SEGUNDO. - Notificada dicha resolución a todas las partes interesadas, contra la misma se interpuso recurso de apelación por la denunciante Socorro , en cuyo escrito, tras expresar los fundamentos que entendió pertinentes, interesó que se revoque la sentencia de instancia y se condene al denunciado como autor de un delito de vejaciones del artículo 173.4 del CP a la pena de cuatro meses multa a razón de doce euros diarios, así con carácter accesoria a la pena de prohibición de aproximarse a la denunciante a una distancia de 500 metros, de su domicilio y lugar de trabajo durante seis meses.
TERCERO. - Admitido a trámite dicho recurso se dio traslado del mismo al resto de las partes personadas, para que en el término legal formularan las alegaciones que tuvieren por conveniente a sus respectivos derechos, oponiéndose al recurso el Ministerio Fiscal y solicitando la confirmación de la sentencia.
Evacuado dicho trámite se elevaron los autos a esta Sección Vigésima de la Audiencia de Barcelona.
CUARTO. - Recibidos los autos y registrados en esta Sección y sin celebrarse vista pública al no solicitarse ni estimarse necesaria, quedaron los mismos vistos para Sentencia.

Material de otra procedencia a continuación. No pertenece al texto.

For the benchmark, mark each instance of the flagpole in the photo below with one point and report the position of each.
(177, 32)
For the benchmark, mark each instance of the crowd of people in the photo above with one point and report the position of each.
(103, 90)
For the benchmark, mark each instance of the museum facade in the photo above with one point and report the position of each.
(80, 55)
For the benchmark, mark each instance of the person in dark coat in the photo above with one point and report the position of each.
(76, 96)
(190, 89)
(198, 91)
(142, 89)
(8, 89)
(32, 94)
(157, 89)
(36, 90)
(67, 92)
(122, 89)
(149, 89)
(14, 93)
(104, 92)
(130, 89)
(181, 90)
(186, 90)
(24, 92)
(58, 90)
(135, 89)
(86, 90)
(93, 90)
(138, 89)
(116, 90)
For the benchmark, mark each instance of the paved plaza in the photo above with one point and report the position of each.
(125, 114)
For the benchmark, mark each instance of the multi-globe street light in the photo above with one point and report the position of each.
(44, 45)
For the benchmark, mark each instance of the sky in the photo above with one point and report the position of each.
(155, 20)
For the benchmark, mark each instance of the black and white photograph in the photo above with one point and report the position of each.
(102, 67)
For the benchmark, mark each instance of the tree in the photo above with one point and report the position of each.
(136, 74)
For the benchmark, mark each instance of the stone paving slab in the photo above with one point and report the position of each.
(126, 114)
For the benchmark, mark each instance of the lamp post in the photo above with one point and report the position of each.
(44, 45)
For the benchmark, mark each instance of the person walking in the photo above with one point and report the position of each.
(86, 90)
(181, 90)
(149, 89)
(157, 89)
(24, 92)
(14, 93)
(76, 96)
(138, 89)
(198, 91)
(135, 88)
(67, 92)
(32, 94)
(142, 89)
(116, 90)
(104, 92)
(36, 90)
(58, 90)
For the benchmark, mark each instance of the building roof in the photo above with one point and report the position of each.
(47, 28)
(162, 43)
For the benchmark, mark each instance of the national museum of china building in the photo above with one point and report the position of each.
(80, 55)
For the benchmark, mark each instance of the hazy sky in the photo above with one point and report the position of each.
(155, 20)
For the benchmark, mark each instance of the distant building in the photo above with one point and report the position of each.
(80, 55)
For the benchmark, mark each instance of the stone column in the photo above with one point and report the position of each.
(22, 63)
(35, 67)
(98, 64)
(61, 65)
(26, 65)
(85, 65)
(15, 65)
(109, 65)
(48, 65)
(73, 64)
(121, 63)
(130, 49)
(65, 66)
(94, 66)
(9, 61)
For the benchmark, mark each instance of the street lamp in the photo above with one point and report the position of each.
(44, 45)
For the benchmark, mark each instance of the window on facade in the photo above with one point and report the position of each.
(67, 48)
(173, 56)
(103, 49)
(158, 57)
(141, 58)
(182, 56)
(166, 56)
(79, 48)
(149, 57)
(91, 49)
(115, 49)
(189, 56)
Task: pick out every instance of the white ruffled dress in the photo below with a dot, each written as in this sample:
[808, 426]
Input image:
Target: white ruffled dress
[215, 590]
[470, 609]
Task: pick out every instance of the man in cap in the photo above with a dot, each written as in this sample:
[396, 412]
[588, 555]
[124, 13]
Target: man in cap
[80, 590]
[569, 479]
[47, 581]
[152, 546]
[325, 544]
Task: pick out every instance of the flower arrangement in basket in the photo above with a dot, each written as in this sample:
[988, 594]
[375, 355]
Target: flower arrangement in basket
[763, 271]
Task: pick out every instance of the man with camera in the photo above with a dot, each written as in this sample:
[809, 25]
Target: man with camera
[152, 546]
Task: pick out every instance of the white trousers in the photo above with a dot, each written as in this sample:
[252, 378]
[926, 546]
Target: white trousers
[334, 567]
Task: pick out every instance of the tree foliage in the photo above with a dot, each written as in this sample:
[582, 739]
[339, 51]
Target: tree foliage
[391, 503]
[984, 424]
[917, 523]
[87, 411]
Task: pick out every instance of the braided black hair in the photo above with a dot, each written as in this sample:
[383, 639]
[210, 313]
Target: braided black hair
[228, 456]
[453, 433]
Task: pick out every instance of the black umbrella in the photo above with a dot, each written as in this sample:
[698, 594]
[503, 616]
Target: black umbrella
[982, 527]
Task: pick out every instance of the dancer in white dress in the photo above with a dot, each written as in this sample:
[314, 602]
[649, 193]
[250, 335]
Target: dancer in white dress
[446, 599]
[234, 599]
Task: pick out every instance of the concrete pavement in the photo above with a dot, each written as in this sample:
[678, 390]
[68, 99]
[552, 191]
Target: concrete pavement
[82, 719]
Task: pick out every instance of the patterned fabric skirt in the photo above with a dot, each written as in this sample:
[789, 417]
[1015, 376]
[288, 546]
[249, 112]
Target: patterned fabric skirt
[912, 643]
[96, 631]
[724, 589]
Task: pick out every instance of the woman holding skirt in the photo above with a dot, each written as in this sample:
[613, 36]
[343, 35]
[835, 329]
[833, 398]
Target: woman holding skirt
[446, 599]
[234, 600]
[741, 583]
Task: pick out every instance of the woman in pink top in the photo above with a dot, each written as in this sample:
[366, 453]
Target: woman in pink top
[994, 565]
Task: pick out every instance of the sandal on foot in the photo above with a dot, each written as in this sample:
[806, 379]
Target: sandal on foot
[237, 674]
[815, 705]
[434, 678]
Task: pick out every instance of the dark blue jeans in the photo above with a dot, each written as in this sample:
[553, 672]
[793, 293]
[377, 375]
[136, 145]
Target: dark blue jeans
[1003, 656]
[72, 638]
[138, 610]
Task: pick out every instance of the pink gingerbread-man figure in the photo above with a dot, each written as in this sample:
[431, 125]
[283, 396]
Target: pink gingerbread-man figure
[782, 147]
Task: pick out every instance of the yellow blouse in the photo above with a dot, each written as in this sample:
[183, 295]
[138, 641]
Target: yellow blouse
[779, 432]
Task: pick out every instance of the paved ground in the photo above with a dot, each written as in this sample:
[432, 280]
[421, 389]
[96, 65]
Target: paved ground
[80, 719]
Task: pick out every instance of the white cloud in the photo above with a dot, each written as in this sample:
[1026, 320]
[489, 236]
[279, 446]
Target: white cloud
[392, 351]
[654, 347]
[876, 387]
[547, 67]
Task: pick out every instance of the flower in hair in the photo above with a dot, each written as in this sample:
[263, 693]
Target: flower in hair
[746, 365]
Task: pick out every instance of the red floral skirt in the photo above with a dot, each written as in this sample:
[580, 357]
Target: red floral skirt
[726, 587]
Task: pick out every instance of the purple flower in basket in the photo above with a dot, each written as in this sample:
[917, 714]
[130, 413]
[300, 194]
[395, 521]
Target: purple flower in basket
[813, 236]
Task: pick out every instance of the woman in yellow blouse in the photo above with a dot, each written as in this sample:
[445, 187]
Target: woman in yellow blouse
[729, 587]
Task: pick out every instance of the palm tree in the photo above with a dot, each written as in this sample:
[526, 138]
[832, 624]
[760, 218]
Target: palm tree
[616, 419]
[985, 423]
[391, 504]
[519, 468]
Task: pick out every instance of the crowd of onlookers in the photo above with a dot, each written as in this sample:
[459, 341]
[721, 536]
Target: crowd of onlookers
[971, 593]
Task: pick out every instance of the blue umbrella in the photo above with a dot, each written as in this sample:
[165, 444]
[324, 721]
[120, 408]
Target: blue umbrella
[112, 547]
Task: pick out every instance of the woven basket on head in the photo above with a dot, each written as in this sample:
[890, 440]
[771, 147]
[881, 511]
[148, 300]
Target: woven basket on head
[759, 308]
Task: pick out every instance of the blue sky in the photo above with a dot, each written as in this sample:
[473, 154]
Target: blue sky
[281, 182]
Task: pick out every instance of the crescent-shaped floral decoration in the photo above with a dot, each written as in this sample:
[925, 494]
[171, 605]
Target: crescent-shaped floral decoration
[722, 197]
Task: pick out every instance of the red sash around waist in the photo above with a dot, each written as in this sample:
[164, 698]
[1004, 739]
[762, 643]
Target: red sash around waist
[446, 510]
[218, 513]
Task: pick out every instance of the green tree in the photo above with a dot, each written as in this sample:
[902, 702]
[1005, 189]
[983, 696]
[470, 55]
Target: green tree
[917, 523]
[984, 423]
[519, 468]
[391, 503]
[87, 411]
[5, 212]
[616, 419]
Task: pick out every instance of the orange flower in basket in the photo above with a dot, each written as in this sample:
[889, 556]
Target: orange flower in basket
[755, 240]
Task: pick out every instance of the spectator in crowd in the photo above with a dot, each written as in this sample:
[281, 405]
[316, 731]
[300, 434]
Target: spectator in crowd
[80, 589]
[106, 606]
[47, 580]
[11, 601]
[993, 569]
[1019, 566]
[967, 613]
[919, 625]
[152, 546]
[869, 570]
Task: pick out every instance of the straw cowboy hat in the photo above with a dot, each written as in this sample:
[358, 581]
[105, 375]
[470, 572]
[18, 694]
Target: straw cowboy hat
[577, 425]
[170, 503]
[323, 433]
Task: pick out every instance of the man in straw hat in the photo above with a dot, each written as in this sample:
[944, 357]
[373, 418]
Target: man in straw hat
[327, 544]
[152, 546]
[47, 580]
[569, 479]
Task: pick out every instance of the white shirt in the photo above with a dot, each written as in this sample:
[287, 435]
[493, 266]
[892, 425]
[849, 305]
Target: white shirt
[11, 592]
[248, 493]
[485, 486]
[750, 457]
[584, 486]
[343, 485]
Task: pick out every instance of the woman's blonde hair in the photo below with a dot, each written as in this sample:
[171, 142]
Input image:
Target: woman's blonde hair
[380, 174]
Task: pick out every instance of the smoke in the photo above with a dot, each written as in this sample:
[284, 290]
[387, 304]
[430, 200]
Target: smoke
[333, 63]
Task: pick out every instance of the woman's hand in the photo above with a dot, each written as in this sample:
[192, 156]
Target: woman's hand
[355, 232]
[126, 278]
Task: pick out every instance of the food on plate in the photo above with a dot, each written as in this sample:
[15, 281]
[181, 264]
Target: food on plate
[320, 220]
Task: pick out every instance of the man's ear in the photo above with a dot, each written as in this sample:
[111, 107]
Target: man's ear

HECHOS PROBADOS Se dan por reproducidos los de la sentencia.
Fundamentos
PRIMERO-. Presenta recurso de apelación contra la sentencia absolutoria la denunciante. La única alegación del recurso lleva por rúbrica error en la apreciación de la prueba pero a pesar del título de la alegación, en el primer argumento que se contiene al desarrollar la misma, lo que se cuestiona es la no aplicación del tipo a los hechos probados, diciendo que los hechos probados encajan en un delito leve de vejaciones injustas de carácter leve.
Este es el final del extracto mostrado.